Likewise, to be seen as anticommunist runs the risk of being tarred with the brush of reaction, fascism and racism. Thus the DA and others found themselves on Black Monday in contortions of agony when they shared the farm murder protest with a couple of old white South African reactionaries.

But this fear of “being on the wrong side of history” has some form. In his magisterial book Postwar: A History of Europe Since 1945, Tony Judt captured it with great insight. “It was sometimes difficult to persuade liberal critics of communism to voice their opinions in public for fear of being tarred with the brush of reaction.”

He cites the example of communist apostate, the novelist Arthur Koestler. Addressing a rally of anticommunists in New York in 1948, Koestler said: “You can’t help people being right for the wrong reasons. The fear of finding oneself in bad company is not an expression of political purity; it is an expression of lack of self-confidence.”

Precisely this lack of self-confidence permeated aspects of the celebrations around the centenary of Suzman. Her foundation, which uses a hug between her and Nelson Mandela as its website screen shot — chose Kgalema Motlanthe of the ANC, who urges us to “hate capitalism”, as guest speaker. Even her party, the DA, felt it necessary to affirm Suzman’s immense contribution with approving quotes of a host of grandees drawn from the movement she opposed, the ANC.

Michael Cardo, a liberal MP in the DA fold, penned a handsome tribute to Suzman on these pages recently. At one level, it was eloquent and unremarkable. But on another, it contained a thinly veiled warning to his own side. He cites the ambivalence of the United Party, which Suzman eventually left; he criticises United Party leader Sir de Villiers Graaff for relying on opinion polls “to determine what voters wanted … he foreshadowed the contemporary obsession with focus groups as a guide to policy formulation”.

Cardo suggests Suzman’s success was achieved by being “clear, consistent and principled”. He notes with approval historian Hermann Giliomee’s words that one should not “bat on your opponent’s pitch”, but omits that he made this warning to the DA caucus itself.

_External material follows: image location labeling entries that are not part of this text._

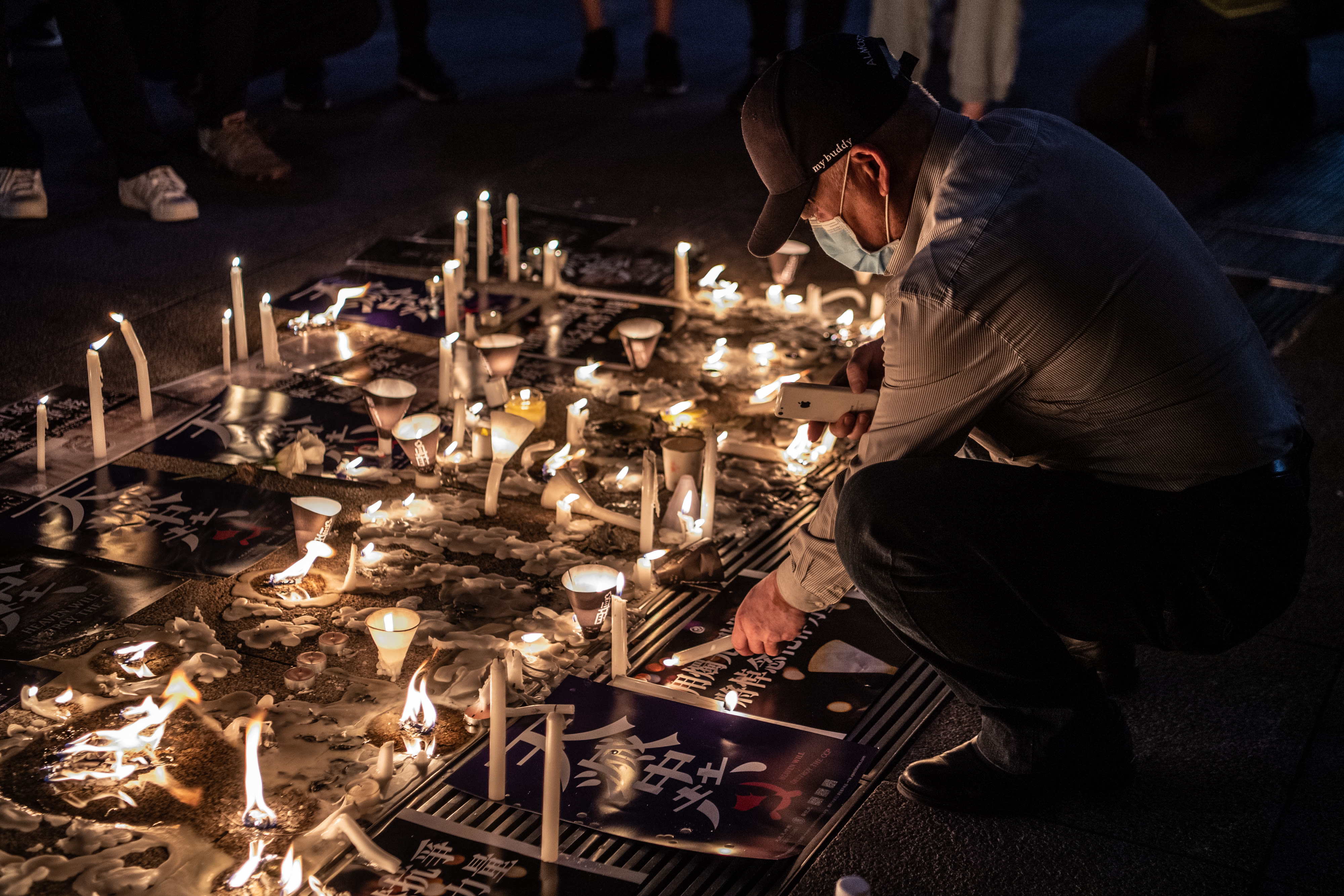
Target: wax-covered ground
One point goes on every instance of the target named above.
(1240, 786)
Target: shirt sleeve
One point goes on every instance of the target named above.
(943, 373)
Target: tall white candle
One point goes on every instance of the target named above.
(483, 237)
(682, 272)
(236, 279)
(710, 479)
(648, 502)
(128, 332)
(511, 249)
(100, 436)
(552, 788)
(42, 433)
(229, 315)
(269, 343)
(499, 731)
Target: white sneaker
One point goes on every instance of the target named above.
(161, 193)
(22, 194)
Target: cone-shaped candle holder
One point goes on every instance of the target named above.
(639, 338)
(589, 589)
(419, 437)
(509, 432)
(393, 631)
(312, 519)
(388, 401)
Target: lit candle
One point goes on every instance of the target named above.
(100, 437)
(446, 370)
(483, 237)
(452, 291)
(648, 502)
(575, 424)
(552, 788)
(528, 403)
(269, 346)
(710, 480)
(511, 248)
(682, 272)
(236, 279)
(620, 644)
(229, 315)
(42, 433)
(128, 332)
(499, 731)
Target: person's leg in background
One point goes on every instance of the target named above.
(984, 53)
(22, 194)
(103, 63)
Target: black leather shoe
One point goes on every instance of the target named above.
(963, 781)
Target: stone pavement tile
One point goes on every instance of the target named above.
(1307, 852)
(904, 850)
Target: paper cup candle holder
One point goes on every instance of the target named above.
(419, 437)
(388, 401)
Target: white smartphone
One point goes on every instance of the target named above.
(818, 402)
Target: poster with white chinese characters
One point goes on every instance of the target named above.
(49, 598)
(845, 659)
(677, 776)
(251, 426)
(444, 859)
(157, 520)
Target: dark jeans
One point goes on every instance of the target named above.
(979, 567)
(771, 23)
(216, 47)
(104, 68)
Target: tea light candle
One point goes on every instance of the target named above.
(300, 679)
(528, 403)
(333, 643)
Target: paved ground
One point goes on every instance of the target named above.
(1240, 788)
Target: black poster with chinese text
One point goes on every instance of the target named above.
(48, 598)
(157, 520)
(442, 856)
(677, 776)
(843, 662)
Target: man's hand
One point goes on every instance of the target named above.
(865, 367)
(765, 620)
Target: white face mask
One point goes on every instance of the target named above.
(839, 242)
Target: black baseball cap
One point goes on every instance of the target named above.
(807, 111)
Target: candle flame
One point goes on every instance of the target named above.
(256, 812)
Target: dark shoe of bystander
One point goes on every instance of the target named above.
(663, 76)
(597, 65)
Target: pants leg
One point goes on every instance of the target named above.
(979, 567)
(908, 27)
(984, 49)
(104, 66)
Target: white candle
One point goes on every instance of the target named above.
(620, 644)
(499, 731)
(42, 433)
(128, 332)
(236, 279)
(575, 424)
(682, 272)
(446, 371)
(648, 502)
(452, 289)
(229, 315)
(483, 237)
(710, 479)
(269, 344)
(100, 437)
(511, 249)
(552, 788)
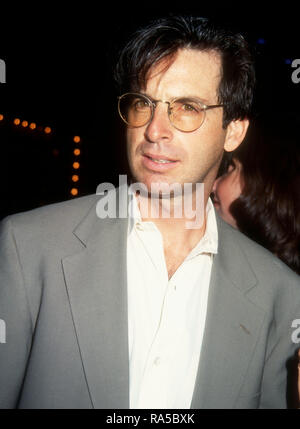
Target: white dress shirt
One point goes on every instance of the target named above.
(166, 318)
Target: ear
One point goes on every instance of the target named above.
(235, 134)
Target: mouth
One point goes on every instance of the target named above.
(215, 200)
(158, 162)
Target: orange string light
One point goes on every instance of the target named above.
(74, 191)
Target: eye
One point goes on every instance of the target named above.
(140, 104)
(186, 106)
(189, 108)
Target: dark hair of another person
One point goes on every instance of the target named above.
(162, 39)
(268, 210)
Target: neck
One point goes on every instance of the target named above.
(181, 220)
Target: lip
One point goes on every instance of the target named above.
(154, 166)
(215, 201)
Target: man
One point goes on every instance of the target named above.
(145, 312)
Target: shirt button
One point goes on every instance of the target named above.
(157, 361)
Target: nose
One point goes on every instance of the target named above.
(160, 128)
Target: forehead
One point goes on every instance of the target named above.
(189, 72)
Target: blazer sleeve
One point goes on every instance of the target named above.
(279, 383)
(16, 323)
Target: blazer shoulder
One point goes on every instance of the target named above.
(53, 223)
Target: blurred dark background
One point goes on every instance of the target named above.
(59, 75)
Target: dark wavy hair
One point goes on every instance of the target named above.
(268, 210)
(163, 37)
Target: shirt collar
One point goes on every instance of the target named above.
(207, 244)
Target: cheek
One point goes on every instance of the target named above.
(228, 190)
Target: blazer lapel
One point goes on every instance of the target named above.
(232, 327)
(97, 290)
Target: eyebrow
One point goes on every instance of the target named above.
(184, 97)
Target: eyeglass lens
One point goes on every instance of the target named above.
(185, 114)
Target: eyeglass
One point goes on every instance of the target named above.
(185, 114)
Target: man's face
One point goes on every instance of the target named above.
(195, 155)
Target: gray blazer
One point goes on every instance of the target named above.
(63, 299)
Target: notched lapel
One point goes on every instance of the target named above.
(232, 329)
(97, 289)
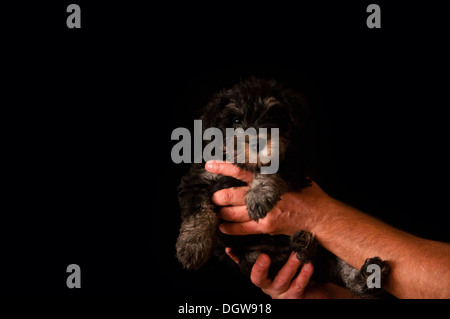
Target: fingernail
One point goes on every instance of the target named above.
(209, 165)
(263, 261)
(222, 228)
(307, 267)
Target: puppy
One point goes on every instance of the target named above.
(257, 103)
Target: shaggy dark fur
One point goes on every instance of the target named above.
(260, 103)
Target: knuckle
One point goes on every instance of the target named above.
(225, 196)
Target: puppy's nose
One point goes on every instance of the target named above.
(254, 145)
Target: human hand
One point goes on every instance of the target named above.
(293, 212)
(286, 285)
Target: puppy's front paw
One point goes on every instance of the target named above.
(305, 245)
(260, 203)
(192, 254)
(384, 267)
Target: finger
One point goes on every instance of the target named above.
(228, 169)
(234, 214)
(283, 279)
(230, 196)
(260, 271)
(299, 284)
(245, 228)
(230, 253)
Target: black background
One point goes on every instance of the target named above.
(88, 115)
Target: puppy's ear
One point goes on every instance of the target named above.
(212, 111)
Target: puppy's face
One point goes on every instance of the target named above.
(253, 109)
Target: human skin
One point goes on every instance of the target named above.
(420, 268)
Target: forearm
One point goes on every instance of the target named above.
(419, 268)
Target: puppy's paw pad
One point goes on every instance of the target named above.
(192, 255)
(259, 204)
(384, 267)
(305, 245)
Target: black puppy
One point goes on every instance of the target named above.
(257, 104)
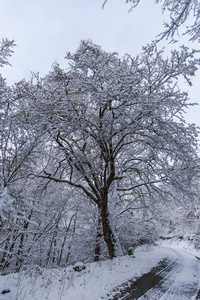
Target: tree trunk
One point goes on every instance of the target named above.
(110, 237)
(97, 250)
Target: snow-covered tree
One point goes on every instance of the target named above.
(118, 128)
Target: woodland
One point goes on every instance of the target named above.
(98, 158)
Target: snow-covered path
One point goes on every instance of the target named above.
(180, 283)
(99, 280)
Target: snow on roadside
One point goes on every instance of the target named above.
(93, 283)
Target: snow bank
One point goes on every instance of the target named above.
(93, 283)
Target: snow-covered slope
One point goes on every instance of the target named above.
(94, 283)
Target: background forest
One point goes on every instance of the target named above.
(97, 158)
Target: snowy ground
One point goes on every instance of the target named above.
(93, 283)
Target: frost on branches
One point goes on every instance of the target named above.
(180, 11)
(118, 129)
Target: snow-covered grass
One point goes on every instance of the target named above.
(94, 283)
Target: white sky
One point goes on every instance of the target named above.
(44, 30)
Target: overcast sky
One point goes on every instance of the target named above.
(44, 30)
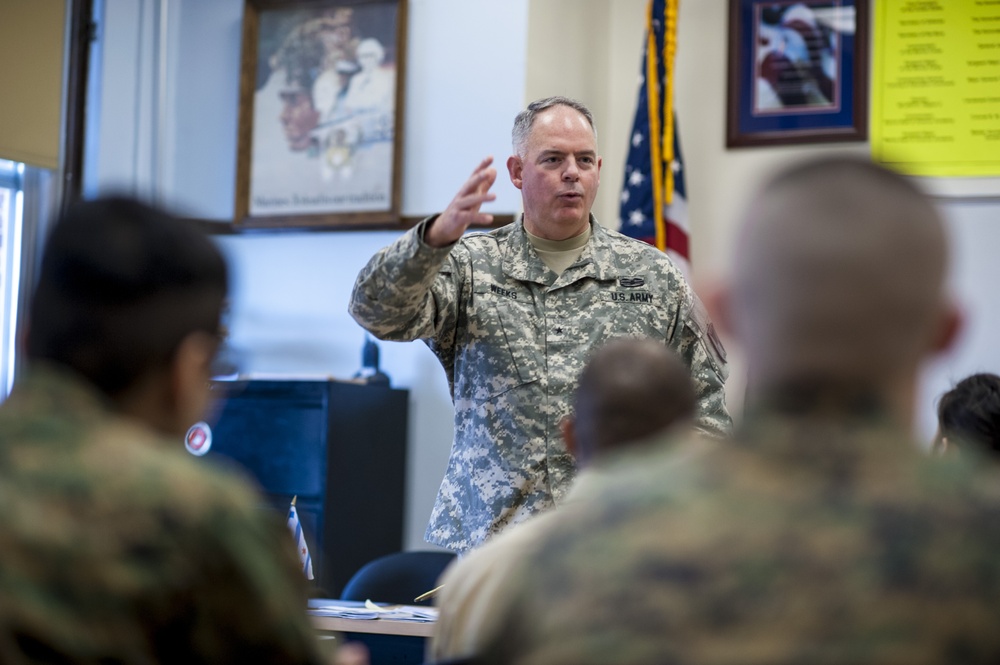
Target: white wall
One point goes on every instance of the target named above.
(721, 180)
(471, 66)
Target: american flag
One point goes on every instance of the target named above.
(295, 526)
(653, 204)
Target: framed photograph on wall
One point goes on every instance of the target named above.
(798, 72)
(320, 122)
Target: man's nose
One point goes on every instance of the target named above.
(572, 170)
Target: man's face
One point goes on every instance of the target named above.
(298, 117)
(558, 174)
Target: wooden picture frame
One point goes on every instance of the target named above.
(321, 107)
(798, 72)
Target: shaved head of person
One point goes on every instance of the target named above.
(839, 282)
(629, 390)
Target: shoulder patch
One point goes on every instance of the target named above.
(700, 318)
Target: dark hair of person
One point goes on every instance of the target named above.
(970, 412)
(121, 285)
(630, 390)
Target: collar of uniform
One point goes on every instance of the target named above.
(520, 261)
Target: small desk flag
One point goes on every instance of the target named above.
(653, 201)
(295, 526)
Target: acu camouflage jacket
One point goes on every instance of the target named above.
(513, 337)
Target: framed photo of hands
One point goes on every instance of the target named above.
(320, 121)
(798, 72)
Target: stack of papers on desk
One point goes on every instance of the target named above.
(372, 611)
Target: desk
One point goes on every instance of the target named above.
(374, 626)
(380, 626)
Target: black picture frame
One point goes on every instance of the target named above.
(798, 72)
(320, 123)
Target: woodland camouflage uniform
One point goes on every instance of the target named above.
(116, 546)
(817, 536)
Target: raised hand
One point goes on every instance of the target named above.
(463, 211)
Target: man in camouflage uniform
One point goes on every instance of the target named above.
(513, 314)
(823, 534)
(116, 546)
(630, 390)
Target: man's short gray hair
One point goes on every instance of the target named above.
(526, 118)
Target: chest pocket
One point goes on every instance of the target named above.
(624, 313)
(502, 349)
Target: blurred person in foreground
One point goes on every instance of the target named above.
(116, 546)
(823, 533)
(630, 390)
(969, 416)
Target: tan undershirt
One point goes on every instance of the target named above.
(560, 254)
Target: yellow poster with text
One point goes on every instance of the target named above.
(936, 87)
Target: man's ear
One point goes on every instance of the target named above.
(514, 168)
(189, 378)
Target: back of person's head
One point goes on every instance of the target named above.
(629, 390)
(969, 413)
(121, 286)
(839, 277)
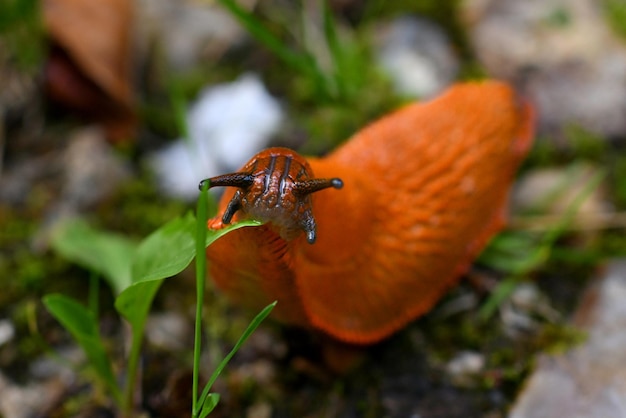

Of course, for many of her years, Suzman led a parliamentary army of one. She was unburdened by compromise, tactics and coalition building. Today, the DA is one hundred times larger than it was then. But offering a compelling alternative, painted in your own colours, refreshing old principles fit for current purposes is the way to start winning an argument, an essential precondition to winning the vote.

Just one compelling difference that few here have alighted on: under its command economy, the Soviet Union tottered into bankruptcy, hastening its demise in 1991. SA, also with a state-led economy, is following a similar path.

Planned socialist alternatives to the market economy do not work. That simple but compelling message was conveyed in a recent analysis in the Financial Times by economist Sergei Guriev. He notes the essential difference: “In a socialist economy all inefficient enterprises are bailed out by the state — hence managers have no incentives to avoid bankruptcy…. If a capitalist firm goes bust, private shareholders lose their equity. If a socialist one cannot pay its debts, they are taken over by the state — and eventually the whole state goes bankrupt.”

Strangely enough, the one entity in SA alert to this danger is the Treasury. While being too timid to suggest radical policy change, in its fiscal risk statement, it pins a precise number on the state guarantees to state-owned and related enterprises: R445bn. It also points out the huge risk this poses to the sovereign balance sheet.

But there is a compelling political argument to make about the role of the market, the fact that you cannot be simultaneously progrowth and antibusiness, and that more people in history have been lifted out of poverty through free markets that are neither corrupted nor indifferent to human misery.

Suzman won fame as a fighter for human rights, but her training was as an economist. She would certainly approve of such an approach, and not mimic her opponents but tell them to get lost. Or something earthier.